EAGAN, Minn. – The first day of Verizon Vikings Training Camp is underway.
A total of 37 Vikings rookies and select veteran players reported to Twin Cities Orthopedics Performance Center on Monday afternoon and took to the field Tuesday for the team's morning walk-through.
Vikings Head Coach Mike Zimmer addressed Twin Cities media members following the session and said he's excited to be back in teaching mode.
"It's good for us to get the rookies back in here," Zimmer said. "It's a good chance for us to slow the pace down, teach, give them an opportunity to refresh what we did in the spring. We finished up good in the spring, and it's just part of the journey that we're starting up here this morning, we'll get the vets in here Thursday and we'll go to work."
Zimmer acknowledged that the voluntary Organized Team Activity practices and minicamp that occurred this spring move quickly, and it's not realistic for young players to have absorbed 100 percent of what was put on their plate during that time.
These three days of practices before Friday's first full-team practice will give rookies another chance to get up to speed on play calls, alignments and so on.
"These guys won't recall everything," Zimmer said. "But once we get in the playbook, it will get to the point where they're going, 'Oh yeah, I remember we did that in the spring, and this is how we did it.' "
View photos of rookies arriving for 2019 Vikings Training Camp at TCO Performance Center.
Here are four other topics Zimmer addressed during his podium session:
1. Group effort on roster management
One of the players present at Tuesday's walk-through was new Vikings offensive lineman Tiano Pupungatoa, who had **just signed with Minnesota on Monday** after the release of running back Roc Thomas.
Zimmer was asked how involved he is in "churning the bottom of the roster" and keeping tabs on some of the turnover that may occur during this time of the year.
He credited Vikings General Manager Rick Spielman, Vice President of Player Personnel/Assistant General Manager George Paton and Director of Pro Scouting Ryan Monnens for not leaving any stone unturned.
"They do a really good job of keeping everything up to date," Zimmer said. "I talk to them about our guys and where we need to get more improvement, and then they'll bring me guys, 'Maybe this is a guy we should look at,' and we kind of go from there.
"They have a list of guys who are available, talk about the waiver wire every day – they go through the waiver wire, I'll go through the waiver wire," he continued. "[There could be] a guy I might know or might have looked at before or something like that, and then we get together and we talk about those things."
2. Emphasis for young running backs
The Vikings have two running backs currently at camp: 2019 third-round selection Alexander Mattison and Mike Boone, who joined the team as an undrafted free agent last year.

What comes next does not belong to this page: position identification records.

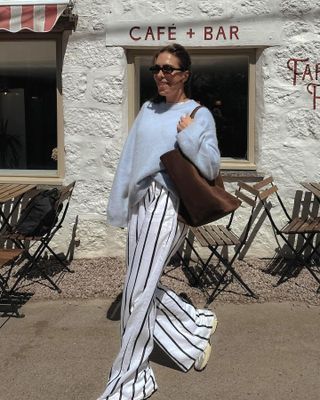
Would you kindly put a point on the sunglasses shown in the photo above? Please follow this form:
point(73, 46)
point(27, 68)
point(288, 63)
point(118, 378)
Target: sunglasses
point(166, 69)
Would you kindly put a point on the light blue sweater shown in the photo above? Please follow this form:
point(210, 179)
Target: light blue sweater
point(153, 133)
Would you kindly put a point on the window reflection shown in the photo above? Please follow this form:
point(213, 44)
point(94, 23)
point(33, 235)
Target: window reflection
point(28, 105)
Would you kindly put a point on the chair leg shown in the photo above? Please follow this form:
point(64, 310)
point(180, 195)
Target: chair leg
point(298, 256)
point(33, 262)
point(229, 268)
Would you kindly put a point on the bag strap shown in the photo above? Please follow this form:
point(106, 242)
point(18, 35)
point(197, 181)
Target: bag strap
point(193, 113)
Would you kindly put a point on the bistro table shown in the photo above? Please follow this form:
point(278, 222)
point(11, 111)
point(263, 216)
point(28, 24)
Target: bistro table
point(10, 191)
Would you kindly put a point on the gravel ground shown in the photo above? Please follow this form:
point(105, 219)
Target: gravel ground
point(103, 278)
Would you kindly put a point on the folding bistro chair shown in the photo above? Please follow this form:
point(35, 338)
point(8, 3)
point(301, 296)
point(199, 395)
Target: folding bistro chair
point(34, 246)
point(303, 227)
point(7, 262)
point(218, 237)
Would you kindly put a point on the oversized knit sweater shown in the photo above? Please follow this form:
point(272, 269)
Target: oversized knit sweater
point(153, 133)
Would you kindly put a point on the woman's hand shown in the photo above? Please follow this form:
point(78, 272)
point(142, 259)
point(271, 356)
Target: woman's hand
point(184, 121)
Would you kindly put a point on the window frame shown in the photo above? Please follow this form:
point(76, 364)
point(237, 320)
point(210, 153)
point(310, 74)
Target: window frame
point(134, 86)
point(34, 176)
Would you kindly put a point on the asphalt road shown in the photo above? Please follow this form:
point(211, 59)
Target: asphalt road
point(62, 350)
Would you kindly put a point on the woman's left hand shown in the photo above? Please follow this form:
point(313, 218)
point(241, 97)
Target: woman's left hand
point(184, 121)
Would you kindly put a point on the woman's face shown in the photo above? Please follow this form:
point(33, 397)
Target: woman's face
point(170, 85)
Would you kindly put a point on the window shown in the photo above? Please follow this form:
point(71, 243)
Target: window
point(31, 140)
point(224, 81)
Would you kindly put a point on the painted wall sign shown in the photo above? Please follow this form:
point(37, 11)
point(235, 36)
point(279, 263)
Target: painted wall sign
point(140, 34)
point(157, 33)
point(307, 73)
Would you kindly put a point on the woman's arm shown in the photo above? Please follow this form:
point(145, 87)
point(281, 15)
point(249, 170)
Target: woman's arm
point(198, 141)
point(117, 211)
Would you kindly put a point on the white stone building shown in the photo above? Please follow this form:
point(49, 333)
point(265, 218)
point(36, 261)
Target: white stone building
point(262, 58)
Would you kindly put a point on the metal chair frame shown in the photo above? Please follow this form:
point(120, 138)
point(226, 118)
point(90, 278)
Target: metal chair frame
point(214, 237)
point(307, 228)
point(21, 241)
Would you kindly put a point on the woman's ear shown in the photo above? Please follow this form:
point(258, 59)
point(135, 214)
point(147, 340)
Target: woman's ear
point(186, 76)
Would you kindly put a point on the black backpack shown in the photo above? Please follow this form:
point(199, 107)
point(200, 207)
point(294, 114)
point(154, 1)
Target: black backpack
point(39, 215)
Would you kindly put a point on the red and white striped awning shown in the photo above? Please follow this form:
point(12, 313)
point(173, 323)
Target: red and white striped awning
point(35, 16)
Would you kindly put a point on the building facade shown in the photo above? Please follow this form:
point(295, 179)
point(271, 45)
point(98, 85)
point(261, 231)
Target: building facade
point(258, 64)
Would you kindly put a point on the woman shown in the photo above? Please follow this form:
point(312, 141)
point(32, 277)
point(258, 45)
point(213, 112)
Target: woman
point(144, 200)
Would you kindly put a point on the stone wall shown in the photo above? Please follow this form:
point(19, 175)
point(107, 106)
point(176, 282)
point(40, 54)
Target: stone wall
point(96, 103)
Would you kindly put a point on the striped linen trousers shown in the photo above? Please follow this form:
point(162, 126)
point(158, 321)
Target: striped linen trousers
point(149, 310)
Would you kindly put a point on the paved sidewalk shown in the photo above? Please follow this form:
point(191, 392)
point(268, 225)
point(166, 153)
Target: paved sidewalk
point(62, 350)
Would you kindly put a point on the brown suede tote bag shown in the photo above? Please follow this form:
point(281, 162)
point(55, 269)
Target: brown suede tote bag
point(201, 200)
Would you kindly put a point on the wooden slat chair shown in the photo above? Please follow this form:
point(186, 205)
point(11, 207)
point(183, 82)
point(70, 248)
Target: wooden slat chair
point(218, 237)
point(7, 262)
point(41, 243)
point(304, 227)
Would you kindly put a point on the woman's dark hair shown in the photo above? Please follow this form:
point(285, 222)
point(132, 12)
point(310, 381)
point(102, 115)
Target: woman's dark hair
point(203, 90)
point(184, 62)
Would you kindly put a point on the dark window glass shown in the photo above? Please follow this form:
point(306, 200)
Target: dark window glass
point(221, 84)
point(28, 105)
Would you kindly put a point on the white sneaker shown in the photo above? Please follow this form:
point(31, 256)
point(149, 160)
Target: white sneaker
point(214, 326)
point(203, 359)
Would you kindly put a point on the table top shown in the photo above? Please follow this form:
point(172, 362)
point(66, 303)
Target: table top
point(313, 187)
point(9, 191)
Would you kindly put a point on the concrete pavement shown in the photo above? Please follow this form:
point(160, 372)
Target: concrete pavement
point(62, 350)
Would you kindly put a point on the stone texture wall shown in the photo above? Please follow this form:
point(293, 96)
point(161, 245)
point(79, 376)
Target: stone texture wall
point(96, 105)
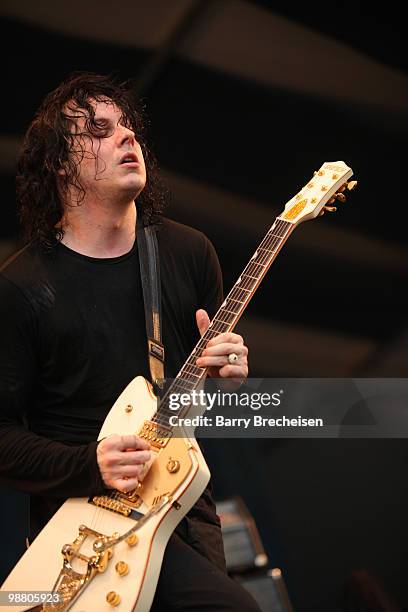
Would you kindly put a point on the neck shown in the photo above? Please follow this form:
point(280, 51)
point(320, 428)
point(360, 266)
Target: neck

Zimmer said the biggest thing for Boone and Mattison during training camp is to improve in the pass protection part of the game.
"The pass routes that they have to run, making sure they're precise on those," Zimmer said. "Carrying a ball, for those guys it's pretty natural, but the other part is where they've gotta get in a certain route and it's a read route, or they've got to go out instead of in, or they have to block this linebacker or that linebacker, whichever one comes, or a pass-off with the offensive line. Those things are all things that take that most time for running backs."
3. Rookies then versus now
Zimmer has been in the NFL a long time and has seen the league change in various ways.
What are the biggest differences he sees in rookies and young players today versus those he worked with in Dallas in 1994?
"They don't have to go through two-a-days in full pads right off the get-go every single day," Zimmer reflected, referencing changes in the Collective Bargaining Agreement that have altered the look of NFL training camps.
"The biggest thing I do think has changed quite a bit since I first started, [is] guys would eat [fast food] and all that stuff," Zimmer pointed out. "These guys are pretty careful about what they put in their bodies and the nutrition aspect of things. The weightlifting, all the different things that they do now is, I think, much more sophisticated – the sleep, all the recovery things that they do is much more sophisticated."
4. A baseball analogy for defensive change-ups
The Vikings offensive coaching staff looks quite a bit different now than it did a year ago.
Minnesota's defensive staff and system, however, has remained mainly intact since Zimmer took the helm in 2014. So, just how much change can we expect from the Vikings defensively in 2019?
"In baseball terms, I would probably say, you know, 'Fastball, fastball, change-up. Fastball, fastball, throw a slider in there once in a while,' " Zimmer said. "Just give the offense a couple different looks that they have to work on and things like that."